At this point, particularly in-depth analyzes were carried out to understand what was happening in people’s brain circuits, to try to explain why there is such a close relationship between food cravings and pain. Experts have seen that a key to understanding the mechanisms lies in the nucleus accumbens. What is it about?

Generally it comes into play when we have to make decisions. However, the study found that the structure of this area of ​​the brain was normal in patients who initially experienced changes in their eating behavior but whose pain did not become chronic. Instead, in people who developed chronic pain, this brain structure changed over time and became smaller and smaller. From this observation the scientific hypothesis that correlates nutrition, pain and, indeed, the nervous system. The nucleus abbumbens could therefore become a sort of “signaler” of pain tendencies and, at the same time, of any food problems related to this situation.

What is chronic pain

There are pains that do not seem to leave peace and do not find effective treatments. In fact, even pain can lose its characteristics as an alarm signal of the organism which normally disappears when the cause of the symptom is eliminated. Unfortunately, in these situations, in some cases it becomes chronic, as happens with neuropathic pain, which arises directly from the nerves.

Neuropathic pain has a characteristic that makes it so feared: it often arises without a specific stimulus, such as a peeling or a burn, because it derives from an alteration in nerve conduction. And maybe it develops at a distance from the place where it should originate.

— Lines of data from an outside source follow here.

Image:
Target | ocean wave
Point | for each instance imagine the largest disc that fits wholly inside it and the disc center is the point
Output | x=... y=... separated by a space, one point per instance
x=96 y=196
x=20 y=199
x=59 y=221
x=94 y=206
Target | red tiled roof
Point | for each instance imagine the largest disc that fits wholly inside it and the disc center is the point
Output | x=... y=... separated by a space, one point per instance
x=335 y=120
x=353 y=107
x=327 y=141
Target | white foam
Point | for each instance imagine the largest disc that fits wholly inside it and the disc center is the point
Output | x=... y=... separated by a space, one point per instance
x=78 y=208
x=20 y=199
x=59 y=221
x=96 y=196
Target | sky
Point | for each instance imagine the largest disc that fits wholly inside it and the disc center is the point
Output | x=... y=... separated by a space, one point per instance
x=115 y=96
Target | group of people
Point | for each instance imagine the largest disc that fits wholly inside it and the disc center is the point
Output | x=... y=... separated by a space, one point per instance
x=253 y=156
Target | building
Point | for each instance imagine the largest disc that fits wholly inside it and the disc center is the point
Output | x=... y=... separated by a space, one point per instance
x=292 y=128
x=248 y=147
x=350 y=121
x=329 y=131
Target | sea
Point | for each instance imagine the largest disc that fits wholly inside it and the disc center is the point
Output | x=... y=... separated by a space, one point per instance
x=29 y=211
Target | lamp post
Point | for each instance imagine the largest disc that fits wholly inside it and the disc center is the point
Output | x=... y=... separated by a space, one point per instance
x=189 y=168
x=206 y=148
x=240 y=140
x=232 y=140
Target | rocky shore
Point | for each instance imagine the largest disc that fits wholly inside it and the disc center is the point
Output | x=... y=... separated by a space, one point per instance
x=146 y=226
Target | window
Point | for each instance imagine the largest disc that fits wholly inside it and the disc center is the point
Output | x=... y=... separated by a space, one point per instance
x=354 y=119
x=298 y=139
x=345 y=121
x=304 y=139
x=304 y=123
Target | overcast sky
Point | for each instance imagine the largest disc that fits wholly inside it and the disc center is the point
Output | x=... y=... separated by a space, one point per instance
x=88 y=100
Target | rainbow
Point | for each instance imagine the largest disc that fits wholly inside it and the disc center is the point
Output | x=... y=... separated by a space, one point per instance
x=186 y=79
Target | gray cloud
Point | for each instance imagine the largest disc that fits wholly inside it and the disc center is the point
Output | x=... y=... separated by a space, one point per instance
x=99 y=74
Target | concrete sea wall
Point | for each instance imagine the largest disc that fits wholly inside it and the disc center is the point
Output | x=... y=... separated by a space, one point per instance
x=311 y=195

For this reason, in addition to the aforementioned cases, it can be present after an operation.

Other examples? These “different” pains can follow, for example, a complication of diabetes, diabetic neuropathy. Or, typical neuropathic pains can also be considered those associated with some pathologies of the central nervous system, such as multiple sclerosis or the results of an ischemic stroke. Finally, there are “mixed” forms, for example in lumbosciatalgia, the classic back pain that radiates in a variable way also to the lower limb. In these cases, the doctor can refer you to specialized centers for targeted therapies on a case-by-case basis.